40

A hard link is defined as a pointer to an inode. A soft link, also known as a symbolic link, is defined as an independent file pointing to another link without the restrictions of hard links.

What is the difference between a file and a hard link? A hard link points to an inode, so what is a file? The inode entry itself? Or an inode with a hard link?

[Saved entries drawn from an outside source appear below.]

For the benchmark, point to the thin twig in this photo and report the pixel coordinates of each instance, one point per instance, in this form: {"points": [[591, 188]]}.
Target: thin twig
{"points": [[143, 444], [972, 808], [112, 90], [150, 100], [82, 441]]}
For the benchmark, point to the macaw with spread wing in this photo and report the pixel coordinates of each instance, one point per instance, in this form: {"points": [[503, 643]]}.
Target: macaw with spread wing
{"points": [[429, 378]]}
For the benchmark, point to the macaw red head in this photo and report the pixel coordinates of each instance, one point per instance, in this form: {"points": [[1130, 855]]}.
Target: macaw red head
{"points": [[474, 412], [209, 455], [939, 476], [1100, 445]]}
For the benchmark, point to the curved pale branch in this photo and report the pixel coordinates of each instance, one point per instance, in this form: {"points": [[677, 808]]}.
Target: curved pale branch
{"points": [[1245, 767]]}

Let's say I create a file with touch. Then an inode entry is created in the inode table. And I create a hard link, which has the same inode number as the file. So did I create a new file? Or is the file just defined as an inode?

7
  • This is almost certainly a duplicate of unix.stackexchange.com/questions/9575/…
    – infixed
    Commented Feb 20, 2017 at 23:10
  • 8
    @infixed Exactly not, I am asking the difference of a file and a hard link. Commented Feb 20, 2017 at 23:17
  • So I've undeleted my original answer that I believe was also covered in the answers to that linked question. So is it still 'exactly not'?
    – infixed
    Commented Feb 20, 2017 at 23:50
  • 7
    The difference between a file and a hardlink is the same as the difference between you and the line with your name in the phonebook. Commented Feb 21, 2017 at 10:25
  • 2
    This is a duplicate of unix.stackexchange.com/questions/234402/…
    – seumasmac
    Commented Feb 21, 2017 at 14:25

8 Answers 8

67

The very short answer is:

  • a file is an anonymous blob of data
  • a hardlink is a name for a file
  • a symbolic link is a special file whose content is a pathname

Unix files and directories work exactly like files and directories in the real world (and not like folders in the real world); Unix filesystems are (conceptually) structured like this:

  • a file is an anonymous blob of data; it doesn't have a name, only a number (inode)
  • a directory is a special kind of file which contains a mapping of names to files (more specifically inodes); since a directory is just a file, directories can have entries for directories, that's how recursion is implemented (note that when Unix filesystems were introduced, this was not at all obvious, a lot of operating systems didn't allow directories to contain directories back then)
  • these directory entries are called hardlinks
  • a symbolic link is another special kind of file, whose content is a pathname; this pathname is interpreted as the name of another file
  • other kinds of special files are: sockets, fifos, block devices, character devices

Keeping this metaphor in mind, and specifically keeping in mind that Unix directories work like real-world directories and not like real-world folders explains many of the "oddities" that newcomers often encounter, like: why can I delete a file I don't have write access to? Well, for one, you're not deleting the file, you are deleting one of many possible names for the file, and in order to do that, you only need write access to the directory, not the file. Just like in the real world.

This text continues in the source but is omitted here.